Ex. 6.11

Ex. 6.11

Show that for the Gaussian mixture model (6.32) the likelihood is maximized at \(+\infty\), and describe how.

Soln. 6.11

Recall that

\[\begin{equation} f(x) = \sum_{m=1}^M\alpha_m\phi(x;\mu_m,\bm{\Sigma}_m)\non \end{equation}\]

with \(\sum_{m=1}^M\alpha_m=1\) and

\[\begin{equation} \phi(x;\mu_m,\bm{\Sigma}_m) = (2\pi)^{-\frac{d}{2}}\text{det}(\bm{\Sigma})^{-\frac{1}{2}}e^{-\frac{1}{2}(x-\mu_m)^T\bm{\Sigma}_m^{-1}(x-\mu_m)}.\non \end{equation}\]

Suppose that \(M > 1\). Without loss of generality, assume that \(\bm{\Sigma}_m = \sigma_m\bb{I}\). Given \(N \ge 1\) observations, the density becomes

\[\begin{equation} \prod_{i=1}^Nf(x_i) \propto \prod_{i=1}^N\left(\sum_{m=1}^M\alpha_m \sigma_m^{-\frac{d}{2}}e^{-\frac{(x_i-\mu_m)^T(x_i-\mu_m)}{2\sigma_m^d}}\right). \non \end{equation}\]

If \(x_i = \mu_m\) for some \(1\le i\le N\) and \(1\le m \le M\), then it's density term reduces to

\[\begin{equation} \alpha_m \sigma_m^{-\frac{d}{2}}\non \end{equation}\]

and we can let \(\sigma_m\ra 0\) so that \(\prod_{i=1}^Nf(x_i)\ra\infty\).
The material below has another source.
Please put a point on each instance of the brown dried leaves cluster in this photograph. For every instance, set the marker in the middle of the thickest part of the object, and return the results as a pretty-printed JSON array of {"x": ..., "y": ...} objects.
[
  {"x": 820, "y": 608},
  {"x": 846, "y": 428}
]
The case when \(M=1\) (a single Gaussian model without mixture) worth some discussions. For simplicity let's consider the 1-dimensional case, that is, \(d=1\). Given \(N > 1\) observations, the density becomes proportional to

\[\begin{equation} \frac{1}{\sigma^N}e^{-\frac{\sum_{i=1}^N(x_i-\mu)^2}{2\sigma^2}}.\non \end{equation}\]

In this case, as long as \(x_i\neq \mu\) for at least one \(i\in \{1,...,N\}\), the density does not explode when \(\sigma\ra 0\) because the exponential term dominates the convergence rate.